A daily Azores-Iceland North Atlantic Oscillation index back to 1850
Cropper T, Hanna E, Valente MA and Jónsson T
We present the construction of a continuous, daily (09:00 UTC), station-based (Azores-Iceland) North Atlantic Oscillation (NAO) Index back to 1871 which is extended back to 1850 with additional daily mean data. The constructed index more than doubles the length of previously existing, widely available, daily NAO time series. The index is created using entirely observational sea-level pressure (SLP) data from Iceland and 73.5% of observational SLP data from the Azores - the remainder being filled in via reanalysis (Twentieth Century Reanalysis Project and European Mean Sea Level Pressure) SLP data.
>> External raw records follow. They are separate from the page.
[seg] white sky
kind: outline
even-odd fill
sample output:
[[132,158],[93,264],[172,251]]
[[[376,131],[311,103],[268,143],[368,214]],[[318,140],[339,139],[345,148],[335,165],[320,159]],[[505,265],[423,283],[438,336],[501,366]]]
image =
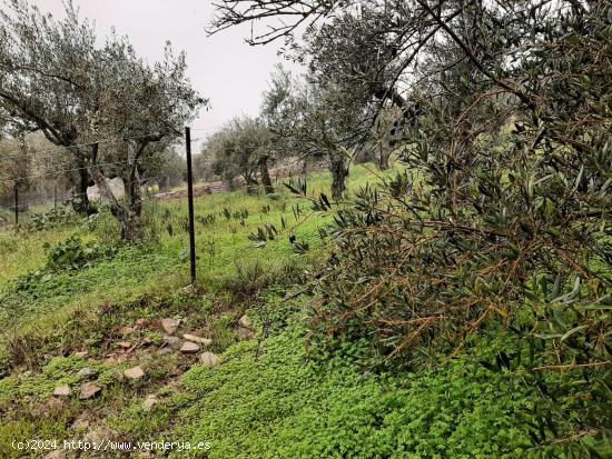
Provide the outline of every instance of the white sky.
[[[32,0],[43,12],[61,17],[61,0]],[[98,36],[111,27],[127,34],[136,51],[149,62],[162,57],[170,40],[175,51],[187,52],[188,76],[211,108],[203,111],[195,128],[213,131],[234,116],[258,113],[269,73],[282,58],[280,43],[250,47],[244,38],[248,27],[233,28],[207,37],[213,7],[209,0],[73,0],[82,17],[96,22]],[[287,66],[292,67],[292,66]],[[197,131],[194,137],[204,137]]]

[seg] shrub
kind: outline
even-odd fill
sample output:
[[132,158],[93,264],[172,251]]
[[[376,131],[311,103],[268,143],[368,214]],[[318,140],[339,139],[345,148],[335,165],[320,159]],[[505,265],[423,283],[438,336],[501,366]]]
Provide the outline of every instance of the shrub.
[[77,236],[50,249],[47,268],[50,270],[75,270],[90,266],[95,261],[113,256],[117,249],[96,242],[85,243]]

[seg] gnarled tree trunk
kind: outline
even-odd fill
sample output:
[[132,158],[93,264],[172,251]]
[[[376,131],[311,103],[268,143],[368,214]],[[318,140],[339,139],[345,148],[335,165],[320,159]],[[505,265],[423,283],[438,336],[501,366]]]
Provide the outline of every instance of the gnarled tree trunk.
[[[117,218],[117,220],[119,220],[119,224],[121,227],[121,239],[128,242],[138,241],[142,236],[142,231],[140,228],[140,212],[142,209],[142,202],[140,199],[140,187],[138,183],[134,183],[134,181],[128,181],[128,183],[124,183],[124,187],[131,184],[136,184],[136,187],[134,188],[134,191],[130,191],[134,196],[127,197],[127,207],[122,206],[117,200],[117,198],[112,193],[112,190],[108,186],[107,179],[97,163],[97,159],[98,143],[93,143],[91,146],[91,163],[89,167],[91,178],[93,179],[93,182],[98,186],[100,194],[107,200],[110,212],[115,218]],[[138,191],[136,191],[136,189]]]
[[270,172],[268,170],[268,157],[259,159],[259,174],[261,176],[261,183],[264,184],[264,191],[266,194],[274,192],[272,184]]
[[332,197],[335,200],[343,198],[348,177],[348,163],[342,152],[329,152],[329,171],[332,172]]
[[90,216],[96,213],[96,209],[91,206],[89,197],[87,196],[87,189],[89,188],[91,178],[89,177],[89,171],[87,170],[85,161],[79,160],[78,167],[78,177],[77,182],[75,183],[77,197],[76,199],[72,199],[72,209],[75,209],[75,212],[77,213]]

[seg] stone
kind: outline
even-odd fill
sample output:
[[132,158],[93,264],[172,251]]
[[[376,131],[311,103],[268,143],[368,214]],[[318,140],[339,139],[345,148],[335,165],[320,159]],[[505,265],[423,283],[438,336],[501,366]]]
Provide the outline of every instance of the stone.
[[251,327],[250,319],[248,318],[247,315],[244,315],[243,317],[240,317],[240,319],[238,320],[238,323],[240,323],[244,328]]
[[101,445],[102,442],[112,440],[116,437],[117,432],[115,430],[111,430],[106,426],[98,426],[87,432],[83,440],[89,441],[90,443]]
[[200,363],[205,367],[216,367],[219,363],[219,357],[213,352],[200,353]]
[[145,411],[150,411],[151,408],[157,403],[157,396],[155,393],[149,393],[145,401],[142,402],[142,409]]
[[121,327],[119,329],[119,333],[121,333],[122,336],[126,336],[126,335],[131,335],[136,331],[136,329],[134,327]]
[[77,372],[77,376],[81,379],[87,379],[96,376],[96,371],[91,368],[83,368]]
[[166,333],[174,335],[178,328],[178,320],[175,319],[161,319],[161,327],[166,330]]
[[171,337],[169,335],[164,335],[161,339],[165,342],[167,342],[171,348],[175,348],[175,349],[180,348],[181,341],[179,337]]
[[199,345],[196,345],[195,342],[191,342],[191,341],[185,341],[180,348],[180,351],[182,353],[197,353],[199,352],[199,350],[200,350]]
[[174,352],[172,348],[170,348],[168,346],[166,346],[166,347],[164,347],[164,348],[161,348],[157,351],[158,356],[167,356],[167,355],[172,353],[172,352]]
[[195,335],[188,335],[188,333],[185,333],[182,338],[186,339],[187,341],[199,342],[200,345],[204,345],[204,346],[210,346],[210,343],[213,342],[210,338],[200,338],[200,337],[196,337]]
[[72,393],[72,389],[70,389],[70,386],[58,386],[56,390],[53,390],[53,396],[56,397],[70,397]]
[[87,382],[81,386],[81,393],[79,395],[79,398],[81,400],[90,399],[92,397],[96,397],[98,392],[100,392],[100,390],[102,389],[100,389],[98,386]]
[[241,339],[253,339],[255,338],[255,333],[249,330],[248,328],[238,327],[236,329],[236,332],[240,336]]
[[124,376],[128,379],[140,379],[145,376],[145,371],[140,367],[128,368],[124,371]]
Icelandic data are taken from the Southwest Iceland pressure series. We construct and document a new Ponta Delgada SLP time series based on recently digitized and newly available data that extend back to 1872. The Ponta Delgada time series is created by splicing together several fractured records (from Ponta Delgada, Lajes, and Santa Maria) and filling in the major gaps (pre-1872, 1888-1905, and 1940-1941) and occasional days (145) with reanalysis data. Further homogeneity corrections are applied to the Azores record, and the daily (09:00 UTC) NAO index is then calculated. The resulting index, with its extended temporal length and daily resolution, is the first reconstruction of daily NAO back into the 19th Century and therefore is useful for researchers across multiple disciplines.